日本橋三越本店は「デパート発祥の地」とされる歴史のある店舗として知られる。同店は明治時代の1905年に、呉服屋から百貨店へと生まれ変わる「デパートメントストア宣言」を発した。それをきっかけに三越だけでなく、多くの呉服屋が近代的な商業施設へ進化する道筋をたどった。
長らく小売業界の牽引役を担ってきた百貨店だが、昨今は少子高齢化による需要の減少やEC(ネット通販)の台頭による顧客行動の変化を捉えきれず、売り上げ低迷に歯止めをかけられないでいる。
日本橋三越の売上高は漸減傾向にある
グループ売上高の約1割を占める日本橋三越本店も同様で、売上高は2017年3月期1651億円、2018年3月期1553億円、2019年3月期1447億円と漸減傾向にある。
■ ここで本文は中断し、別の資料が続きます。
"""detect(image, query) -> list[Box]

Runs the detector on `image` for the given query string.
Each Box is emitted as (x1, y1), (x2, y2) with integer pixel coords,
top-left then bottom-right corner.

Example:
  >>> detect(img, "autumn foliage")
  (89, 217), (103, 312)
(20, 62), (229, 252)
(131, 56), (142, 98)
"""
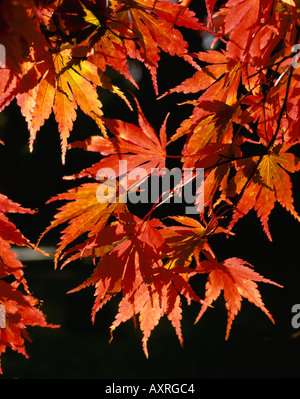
(0, 0), (300, 372)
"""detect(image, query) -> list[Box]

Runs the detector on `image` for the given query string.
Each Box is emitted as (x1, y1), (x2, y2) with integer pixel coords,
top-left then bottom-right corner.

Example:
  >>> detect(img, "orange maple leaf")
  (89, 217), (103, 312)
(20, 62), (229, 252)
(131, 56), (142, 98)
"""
(229, 144), (300, 241)
(0, 194), (59, 373)
(195, 258), (282, 339)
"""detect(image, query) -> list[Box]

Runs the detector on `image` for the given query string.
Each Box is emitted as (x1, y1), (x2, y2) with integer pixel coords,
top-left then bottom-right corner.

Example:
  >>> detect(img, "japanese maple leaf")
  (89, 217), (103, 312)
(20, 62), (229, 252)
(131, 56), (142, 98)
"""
(71, 97), (167, 190)
(0, 194), (59, 373)
(70, 213), (168, 320)
(229, 144), (300, 241)
(162, 216), (222, 268)
(37, 183), (126, 266)
(111, 267), (202, 358)
(196, 258), (281, 339)
(110, 0), (206, 94)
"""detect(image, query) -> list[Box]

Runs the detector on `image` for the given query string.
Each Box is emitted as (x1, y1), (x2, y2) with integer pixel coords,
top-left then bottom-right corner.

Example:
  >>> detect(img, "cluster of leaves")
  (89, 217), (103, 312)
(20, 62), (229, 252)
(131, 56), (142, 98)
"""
(0, 194), (58, 373)
(0, 0), (300, 368)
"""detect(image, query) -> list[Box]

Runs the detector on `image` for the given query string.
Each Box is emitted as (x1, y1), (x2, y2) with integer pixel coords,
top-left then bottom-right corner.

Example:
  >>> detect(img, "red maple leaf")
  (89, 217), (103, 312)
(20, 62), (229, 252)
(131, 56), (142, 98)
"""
(0, 194), (59, 373)
(196, 258), (281, 339)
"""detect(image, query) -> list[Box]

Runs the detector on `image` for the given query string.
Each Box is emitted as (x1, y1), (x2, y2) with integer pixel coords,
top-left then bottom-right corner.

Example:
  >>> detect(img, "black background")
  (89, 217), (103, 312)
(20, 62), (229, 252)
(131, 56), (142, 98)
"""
(0, 1), (300, 379)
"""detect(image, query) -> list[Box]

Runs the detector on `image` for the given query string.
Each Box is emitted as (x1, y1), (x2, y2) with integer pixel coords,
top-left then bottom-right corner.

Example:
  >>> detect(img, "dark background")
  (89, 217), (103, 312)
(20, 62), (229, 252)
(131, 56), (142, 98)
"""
(0, 0), (300, 379)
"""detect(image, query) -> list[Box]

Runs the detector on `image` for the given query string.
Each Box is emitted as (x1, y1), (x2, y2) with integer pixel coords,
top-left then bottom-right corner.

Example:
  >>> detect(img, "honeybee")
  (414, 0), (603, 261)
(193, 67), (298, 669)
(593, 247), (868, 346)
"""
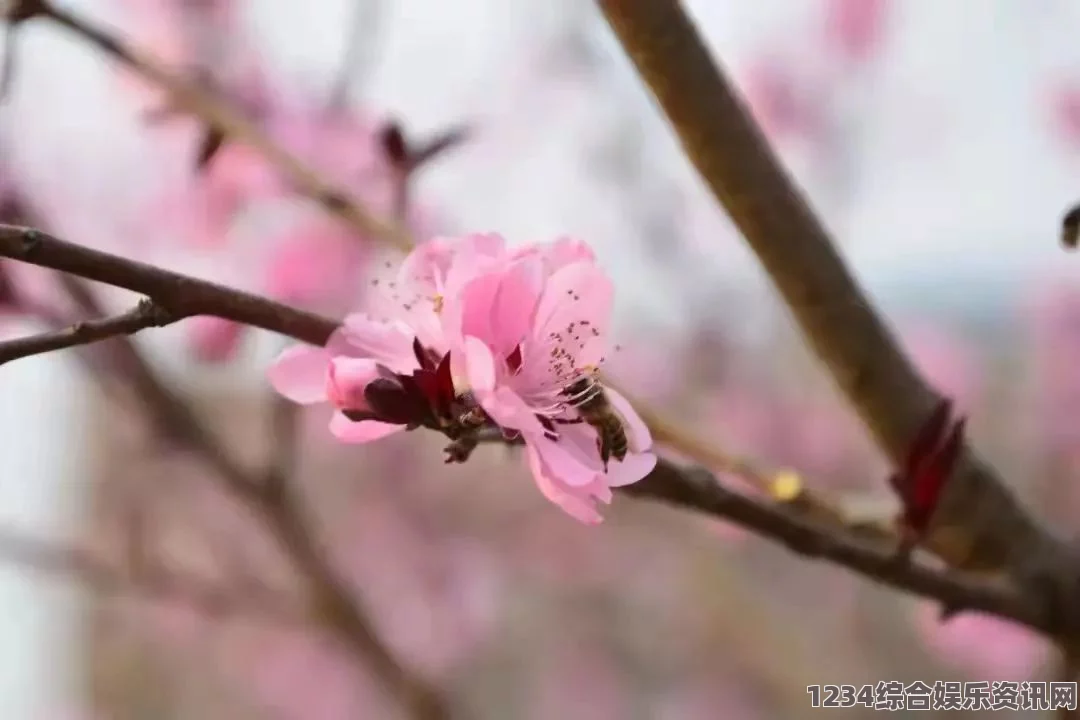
(561, 376), (630, 472)
(1062, 204), (1080, 250)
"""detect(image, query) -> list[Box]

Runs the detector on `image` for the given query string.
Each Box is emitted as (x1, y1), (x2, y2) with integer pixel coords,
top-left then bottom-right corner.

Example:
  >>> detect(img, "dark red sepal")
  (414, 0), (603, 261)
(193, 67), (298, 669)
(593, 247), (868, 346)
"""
(889, 400), (966, 544)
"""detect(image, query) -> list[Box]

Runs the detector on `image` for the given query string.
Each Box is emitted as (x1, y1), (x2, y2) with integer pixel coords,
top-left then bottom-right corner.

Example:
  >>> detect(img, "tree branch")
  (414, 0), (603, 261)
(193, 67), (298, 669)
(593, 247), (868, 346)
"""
(0, 520), (315, 626)
(16, 0), (839, 518)
(0, 300), (179, 365)
(29, 0), (411, 249)
(599, 0), (1080, 634)
(0, 226), (449, 720)
(0, 226), (1062, 637)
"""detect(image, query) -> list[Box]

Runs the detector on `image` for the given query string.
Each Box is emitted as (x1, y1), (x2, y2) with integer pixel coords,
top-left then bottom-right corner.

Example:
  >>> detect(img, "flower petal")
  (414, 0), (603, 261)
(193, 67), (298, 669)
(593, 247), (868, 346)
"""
(330, 412), (405, 445)
(525, 425), (603, 487)
(607, 452), (657, 488)
(487, 257), (543, 358)
(464, 337), (496, 394)
(326, 357), (379, 410)
(267, 345), (330, 405)
(336, 313), (418, 372)
(604, 388), (652, 452)
(525, 445), (604, 525)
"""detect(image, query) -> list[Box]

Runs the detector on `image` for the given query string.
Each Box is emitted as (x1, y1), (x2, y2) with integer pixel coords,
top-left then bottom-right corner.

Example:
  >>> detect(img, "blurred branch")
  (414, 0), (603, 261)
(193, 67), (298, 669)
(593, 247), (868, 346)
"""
(0, 231), (448, 720)
(0, 226), (1062, 643)
(16, 0), (411, 249)
(599, 0), (1080, 639)
(10, 0), (816, 526)
(0, 529), (314, 625)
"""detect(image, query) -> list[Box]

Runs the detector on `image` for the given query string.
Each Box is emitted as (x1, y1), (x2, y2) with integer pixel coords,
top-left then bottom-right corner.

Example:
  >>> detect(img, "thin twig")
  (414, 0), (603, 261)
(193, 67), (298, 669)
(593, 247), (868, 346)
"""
(33, 0), (411, 249)
(17, 235), (449, 720)
(0, 226), (1067, 637)
(0, 300), (172, 365)
(22, 0), (812, 528)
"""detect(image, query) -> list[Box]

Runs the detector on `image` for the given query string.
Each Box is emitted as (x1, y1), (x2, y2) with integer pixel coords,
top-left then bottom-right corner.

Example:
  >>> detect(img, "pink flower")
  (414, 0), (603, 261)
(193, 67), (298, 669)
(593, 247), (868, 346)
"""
(825, 0), (889, 63)
(268, 234), (504, 443)
(269, 234), (657, 524)
(444, 239), (657, 522)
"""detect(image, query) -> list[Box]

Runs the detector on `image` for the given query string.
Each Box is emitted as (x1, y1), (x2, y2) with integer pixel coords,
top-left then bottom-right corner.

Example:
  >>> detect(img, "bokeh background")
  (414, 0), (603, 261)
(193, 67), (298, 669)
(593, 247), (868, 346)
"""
(0, 0), (1080, 720)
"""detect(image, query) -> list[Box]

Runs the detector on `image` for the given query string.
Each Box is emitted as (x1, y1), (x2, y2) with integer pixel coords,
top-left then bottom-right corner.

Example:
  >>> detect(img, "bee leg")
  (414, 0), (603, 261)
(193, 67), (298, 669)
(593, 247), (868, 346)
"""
(443, 435), (480, 464)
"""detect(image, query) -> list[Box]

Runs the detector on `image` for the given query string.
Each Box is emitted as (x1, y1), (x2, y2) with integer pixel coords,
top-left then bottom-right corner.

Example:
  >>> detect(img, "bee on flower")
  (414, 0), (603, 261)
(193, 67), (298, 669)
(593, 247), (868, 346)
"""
(269, 234), (657, 524)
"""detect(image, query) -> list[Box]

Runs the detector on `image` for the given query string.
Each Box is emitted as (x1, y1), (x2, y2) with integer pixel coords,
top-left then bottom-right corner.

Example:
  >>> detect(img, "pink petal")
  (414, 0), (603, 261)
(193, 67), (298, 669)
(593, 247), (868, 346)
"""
(525, 445), (604, 525)
(536, 262), (615, 337)
(604, 388), (652, 452)
(607, 452), (657, 488)
(326, 357), (379, 410)
(455, 272), (502, 345)
(464, 337), (495, 394)
(330, 412), (405, 445)
(488, 258), (542, 357)
(267, 345), (330, 405)
(341, 313), (417, 372)
(544, 237), (596, 271)
(477, 385), (543, 436)
(525, 433), (603, 487)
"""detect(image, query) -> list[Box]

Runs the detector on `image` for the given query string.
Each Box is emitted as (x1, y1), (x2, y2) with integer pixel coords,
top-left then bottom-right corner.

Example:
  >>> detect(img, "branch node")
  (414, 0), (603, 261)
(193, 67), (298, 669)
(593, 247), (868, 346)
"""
(21, 228), (44, 257)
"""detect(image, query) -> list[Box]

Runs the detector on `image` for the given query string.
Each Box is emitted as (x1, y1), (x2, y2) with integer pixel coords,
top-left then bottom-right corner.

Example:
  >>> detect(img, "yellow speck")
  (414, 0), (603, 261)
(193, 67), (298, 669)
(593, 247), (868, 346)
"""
(769, 470), (802, 502)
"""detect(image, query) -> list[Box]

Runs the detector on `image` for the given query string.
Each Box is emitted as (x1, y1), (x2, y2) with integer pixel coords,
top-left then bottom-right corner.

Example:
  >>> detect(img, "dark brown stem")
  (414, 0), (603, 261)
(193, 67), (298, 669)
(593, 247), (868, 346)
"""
(0, 232), (449, 720)
(0, 226), (1067, 643)
(599, 0), (1080, 637)
(35, 2), (411, 249)
(0, 300), (179, 365)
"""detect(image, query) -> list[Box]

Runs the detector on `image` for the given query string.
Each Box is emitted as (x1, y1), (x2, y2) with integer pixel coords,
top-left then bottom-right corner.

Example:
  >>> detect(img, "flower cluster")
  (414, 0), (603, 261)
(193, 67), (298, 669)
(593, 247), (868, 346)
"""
(269, 234), (657, 524)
今2020年3月期は売上高1491億円と増収を計画しているが、暖冬や消費増税の影響により前年割れとなる可能性がある。日本橋三越本店の中でも新館はとくに厳しく、「新館の売上寄与はかなり小さい。本館に衣料品がしっかりと置いてあるのに、同じような品ぞろえで運営していたため、全体効率が悪かった」(IR担当者)という。